De tanto convivir, defender y patrocinar a corruptos y corruptores, estos ‘doctores’ se mimetizan con el delito, con el delincuente, pero de cuello y corbata, cual pareja simbiótica. Adquieren posturas y un raciocinio lógico, digno de un travestismo jurídico, donde en su escasa y muy limitada mente sólo entienden, que todo el que lucha contra la corrupción es un extorsionador, un chantajista y donde todo aquel que denuncia a corruptos alcaldes, es porque les quiere sacar plata.
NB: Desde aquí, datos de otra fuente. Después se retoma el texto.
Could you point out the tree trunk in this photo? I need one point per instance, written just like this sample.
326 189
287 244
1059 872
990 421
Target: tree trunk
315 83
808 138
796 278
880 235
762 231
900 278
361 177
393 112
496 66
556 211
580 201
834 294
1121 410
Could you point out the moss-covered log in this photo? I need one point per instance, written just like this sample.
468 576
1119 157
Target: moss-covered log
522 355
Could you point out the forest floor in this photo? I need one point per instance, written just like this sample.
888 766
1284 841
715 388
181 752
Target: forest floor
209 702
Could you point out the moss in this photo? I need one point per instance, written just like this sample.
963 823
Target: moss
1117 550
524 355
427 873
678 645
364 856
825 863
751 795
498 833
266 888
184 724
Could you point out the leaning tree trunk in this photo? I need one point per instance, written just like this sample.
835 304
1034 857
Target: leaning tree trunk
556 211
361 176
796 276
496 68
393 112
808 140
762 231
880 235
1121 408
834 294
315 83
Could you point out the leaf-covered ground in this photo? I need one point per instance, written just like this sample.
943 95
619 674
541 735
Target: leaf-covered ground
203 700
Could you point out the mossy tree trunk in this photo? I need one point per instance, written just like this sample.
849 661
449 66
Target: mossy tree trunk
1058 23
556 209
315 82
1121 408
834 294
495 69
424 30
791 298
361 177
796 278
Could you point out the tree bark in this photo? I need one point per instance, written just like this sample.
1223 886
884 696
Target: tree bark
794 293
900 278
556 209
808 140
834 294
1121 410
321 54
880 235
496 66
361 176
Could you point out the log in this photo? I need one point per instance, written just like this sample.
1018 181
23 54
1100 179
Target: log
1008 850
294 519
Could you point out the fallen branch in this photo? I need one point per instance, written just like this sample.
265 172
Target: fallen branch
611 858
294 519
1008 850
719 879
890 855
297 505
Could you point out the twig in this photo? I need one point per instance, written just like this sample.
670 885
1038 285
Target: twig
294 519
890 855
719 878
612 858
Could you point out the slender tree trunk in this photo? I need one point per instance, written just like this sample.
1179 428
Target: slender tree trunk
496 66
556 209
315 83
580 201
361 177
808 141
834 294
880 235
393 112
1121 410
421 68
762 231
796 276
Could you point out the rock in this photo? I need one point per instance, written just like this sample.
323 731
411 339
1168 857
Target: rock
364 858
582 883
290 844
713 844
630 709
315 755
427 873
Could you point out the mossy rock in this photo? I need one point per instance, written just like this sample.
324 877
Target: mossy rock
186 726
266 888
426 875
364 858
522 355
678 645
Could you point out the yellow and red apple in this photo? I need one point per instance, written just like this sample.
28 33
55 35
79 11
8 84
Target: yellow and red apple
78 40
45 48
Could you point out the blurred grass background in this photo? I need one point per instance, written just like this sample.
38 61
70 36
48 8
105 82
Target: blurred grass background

Bajo estos alucinantes supuestos, todos los otros están mal y son corruptos extorsionadores y chantajistas, salvo estos ‘doctores’, sus defendidos y sus visionarios ‘ángeles’, que sólo ellos ven. Cuando pierden la cordura y su cuerpo se llena de gordura, su mente busca escapes, alivios pasajeros a tan insoportable culpa inconsciente. Muy pocos recurren a la psicoterapia, algunos a la religión y muchos, por desgracia, se refugian en alguna droga, alcoholismo o en alucinantes visiones de ‘ángeles’ y de seres que sólo ellos pueden observar, detectar y comprender. De esta forma, vuelven a repetir el círculo vicioso de considerarse ‘doctores’ y no abogados, muy superiores al resto de la sociedad. No hay que ser psicoterapeuta para darse cuenta, que dentro de la exuberante fauna política municipal, predominan sin lugar a dudas, como corruptos alcaldes, ‘reconocidos’ (así dicen sus familiares) abogados y médicos. Ambos comparten algo en común: Les gusta llamarse ‘doctores’, sin serlo, tienen una patológica personalidad narcisista muy semejante con la autoadoración. El primero, sabe como evadir la justicia sin que sus huesos algún día descansen en un penal; el segundo, conoce la muerte y está acostumbrado a ver tanta sangre, que para él, la vida es sólo una seducción y una fantasía. En definitiva, vale muy poco.